La Chine vient de franchir une nouvelle étape dans la course à l’innovation spatiale. Le 14 mai 2025, une fusée Longue Marche 2D a lancé avec succès les 12 premiers satellites de la « Three-Body Computing Constellation », un projet monumental qui vise à déployer le premier supercalculateur spatial au monde. Cette initiative pourrait bien redéfinir l’avenir du calcul intensif, de l’intelligence artificielle et de l’observation terrestre.
🚀 Un supercalculateur dans l’espace : une première mondiale
Ce projet est dirigé par ADA Space, une start-up chinoise ambitieuse, en partenariat avec le Zhijiang Laboratory. À terme, la constellation comprendra 2 800 satellites, tous interconnectés, formant un gigantesque réseau de traitement de données en orbite.
Chaque satellite est doté d’un modèle d’IA embarqué de 8 milliards de paramètres, capable de réaliser jusqu’à 744 TOPS (Tera Operations Per Second). Ensemble, les 12 premiers satellites offrent déjà une capacité combinée de 5 POPS (Peta Operations Per Second). L’objectif affiché : fournir une alternative directe aux centres de données terrestres, mais sans les contraintes énergétiques ni thermiques.

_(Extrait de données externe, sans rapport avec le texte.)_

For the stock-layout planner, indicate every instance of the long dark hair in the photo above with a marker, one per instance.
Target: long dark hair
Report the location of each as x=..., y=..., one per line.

🌐 Une architecture innovante et durable
Contrairement aux supercalculateurs terrestres, qui nécessitent une gestion complexe de l’énergie et du refroidissement, le supercalculateur spatial utilise l’énergie solaire et dissipe la chaleur dans le vide spatial. Chaque satellite possède 30 To de stockage et peut échanger des données à 100 Gbps via des liaisons laser.
Certaines unités embarquent même des capteurs astrophysiques avancés, capables de détecter les rayons X polarisés pour analyser des phénomènes cosmiques comme les sursauts gamma. Ce système pourra donc calculer, analyser et transmettre des données sans passer par la Terre, réduisant ainsi la latence et les besoins en bande passante.
🌍 Des cas d’usage multiples et stratégiques
Le supercalculateur spatial chinois est conçu pour servir de multiples objectifs :
- Création de jumeaux numériques 3D de la Terre, utilisés dans la modélisation climatique, la gestion de catastrophes naturelles ou les simulations industrielles.
- Optimisation des communications spatiales et des algorithmes d’IA grâce à un traitement distribué hors-atmosphère.
- Applications dans le jeu vidéo, le tourisme virtuel, la surveillance environnementale et même la finance algorithmique.
Et surtout, le tout avec une empreinte carbone quasiment nulle.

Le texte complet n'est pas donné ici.